The weather was continuing to hold out as we made our way to the last destination of the day. Weather, however, didn't matter for this visit. This was going to be a purely indoor event with plenty of heat. Yes, it was time for a whiskey tour. We still hadn't made it to our famous distillery in the SOUTH (Jameson's, just north of the Liffey in Dublin). But how can you drive through the town of Bushmills multiple times and not stop? From the size of the parking lot and the facilities for large coaches, this is one busy place during the season. For us, it was pretty quiet. The kids now know how to distill spirits and after watching a few seasons of MASH are now ready to try some of their own. They didn't allow us to take any pictures on the tour. They said it was for safety, but I think it was because they didn't want anyone to take pictures of the Jameson's bottles in their bottling facility. Yes, you read that right. There were a bunch of Jameson's bottles clearly visible on the line. Turns out that Bushmills was sold to the man a few years ago (Diagio's). Before that, Bushmills and Jameson's were owned by the same company (Irish Distillers). So they bottled it all in Bushmills. Since they had some type of long-term contract, they still bring the Jameson's up to Bushmills via tanker truck (that's what the tour guide said) and bottle on one of the lines. This, frankly, took a little of the romance out of whisky manufacturing for me, but I also thought of the great news story it would be if a truck somehow managed to get lost or in an accident on the way to the NORTH and all the good Irish jokes it would generate... The kids did not really like the smell of anything here, but Rod really wanted me to buy him a bottle of 21-year old Bushmills that would be bequeathed to him on his 21st birthday. I settled for a 16-year old and I'll give him a shot then. Just kidding about giving him a shot.

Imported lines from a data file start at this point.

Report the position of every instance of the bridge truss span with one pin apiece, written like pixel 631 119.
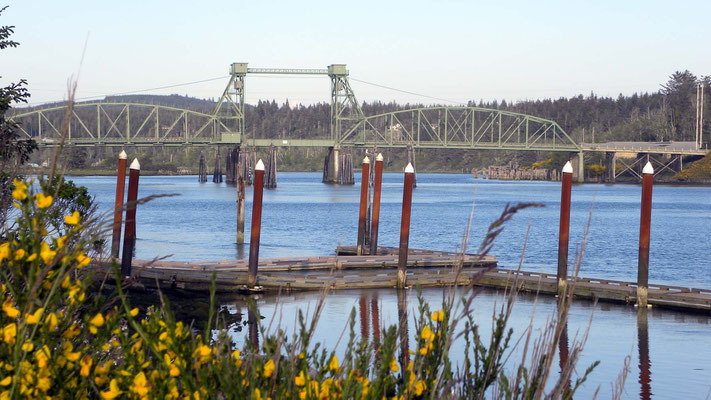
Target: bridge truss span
pixel 459 127
pixel 120 124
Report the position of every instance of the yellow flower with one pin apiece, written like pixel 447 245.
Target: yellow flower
pixel 43 201
pixel 51 320
pixel 20 192
pixel 85 364
pixel 19 254
pixel 140 385
pixel 393 365
pixel 333 365
pixel 34 318
pixel 83 260
pixel 4 251
pixel 46 253
pixel 300 380
pixel 426 333
pixel 419 387
pixel 113 391
pixel 96 322
pixel 72 219
pixel 10 309
pixel 268 368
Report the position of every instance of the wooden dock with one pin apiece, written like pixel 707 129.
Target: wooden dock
pixel 425 268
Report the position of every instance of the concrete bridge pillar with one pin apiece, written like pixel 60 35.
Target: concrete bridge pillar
pixel 578 161
pixel 610 165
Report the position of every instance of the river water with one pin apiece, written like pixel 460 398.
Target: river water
pixel 304 217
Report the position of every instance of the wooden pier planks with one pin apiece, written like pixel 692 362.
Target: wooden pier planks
pixel 425 268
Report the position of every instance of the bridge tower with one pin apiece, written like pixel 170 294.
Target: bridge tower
pixel 345 110
pixel 230 108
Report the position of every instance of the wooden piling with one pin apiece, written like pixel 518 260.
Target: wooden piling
pixel 403 329
pixel 645 221
pixel 118 205
pixel 375 313
pixel 411 160
pixel 376 204
pixel 256 222
pixel 202 169
pixel 645 375
pixel 564 231
pixel 270 170
pixel 129 236
pixel 364 186
pixel 405 226
pixel 217 173
pixel 240 206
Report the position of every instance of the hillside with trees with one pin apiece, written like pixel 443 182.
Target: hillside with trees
pixel 666 115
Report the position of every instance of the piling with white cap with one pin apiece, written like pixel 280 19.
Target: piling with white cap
pixel 645 222
pixel 118 205
pixel 129 236
pixel 256 222
pixel 564 230
pixel 405 226
pixel 377 186
pixel 364 188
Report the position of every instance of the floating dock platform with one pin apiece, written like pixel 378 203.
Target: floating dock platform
pixel 425 268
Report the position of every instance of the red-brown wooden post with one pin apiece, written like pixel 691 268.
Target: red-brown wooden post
pixel 256 222
pixel 405 226
pixel 564 232
pixel 645 221
pixel 364 187
pixel 118 205
pixel 129 235
pixel 377 186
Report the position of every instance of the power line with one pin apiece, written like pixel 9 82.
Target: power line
pixel 408 92
pixel 139 91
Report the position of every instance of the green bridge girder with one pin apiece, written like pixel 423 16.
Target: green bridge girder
pixel 451 127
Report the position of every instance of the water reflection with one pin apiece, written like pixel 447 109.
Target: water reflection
pixel 403 330
pixel 564 354
pixel 645 375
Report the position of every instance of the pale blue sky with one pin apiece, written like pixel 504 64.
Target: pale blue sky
pixel 456 50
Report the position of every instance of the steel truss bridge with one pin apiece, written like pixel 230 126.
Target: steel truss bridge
pixel 132 124
pixel 439 127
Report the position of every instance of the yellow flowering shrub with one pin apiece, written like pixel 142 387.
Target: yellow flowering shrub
pixel 60 338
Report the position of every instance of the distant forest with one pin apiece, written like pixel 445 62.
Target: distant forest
pixel 668 114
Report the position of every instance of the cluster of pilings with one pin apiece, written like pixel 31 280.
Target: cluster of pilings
pixel 338 166
pixel 644 232
pixel 202 172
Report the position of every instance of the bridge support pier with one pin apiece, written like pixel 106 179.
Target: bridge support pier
pixel 578 160
pixel 217 173
pixel 246 159
pixel 202 169
pixel 338 166
pixel 411 160
pixel 270 169
pixel 610 164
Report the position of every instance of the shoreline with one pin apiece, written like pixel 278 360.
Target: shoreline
pixel 101 172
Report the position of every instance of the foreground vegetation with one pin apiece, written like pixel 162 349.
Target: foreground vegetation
pixel 60 339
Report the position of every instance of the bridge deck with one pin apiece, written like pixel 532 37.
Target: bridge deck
pixel 425 268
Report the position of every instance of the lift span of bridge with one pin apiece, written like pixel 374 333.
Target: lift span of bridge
pixel 439 127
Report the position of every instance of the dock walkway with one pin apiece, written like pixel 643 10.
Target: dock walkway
pixel 424 268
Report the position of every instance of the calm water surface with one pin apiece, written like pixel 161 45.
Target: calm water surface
pixel 305 217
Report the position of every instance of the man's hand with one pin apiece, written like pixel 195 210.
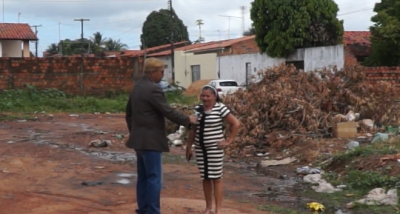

This day was St. Patrick's Day, but in the NORTH, I saw NOTHING other than one lady at Dunluce Castle that had shamrock stockings on. This holiday definitely is not one that unites the NORTH and the SOUTH in Ireland.
But I've found my comeback when I hear my very fortunate children complain about their lot in life.
"You know, things could be worse. You could be a rivet catcher in the shipyard."
During the Titanic visit, they showed how the ship was built. There were no fully-automatic rivet machines. So there was a crew of 5 (yes, five) people on a rivet team.
- Heater
- Catcher
- Bucker
- Right-hand hammer
- Left-hand hammer
| In the dry dock where Titanic was built. |
After the Titanic, the two hour ride to collect Radley and get home went pretty quickly. We're all back in our routines tomorrow.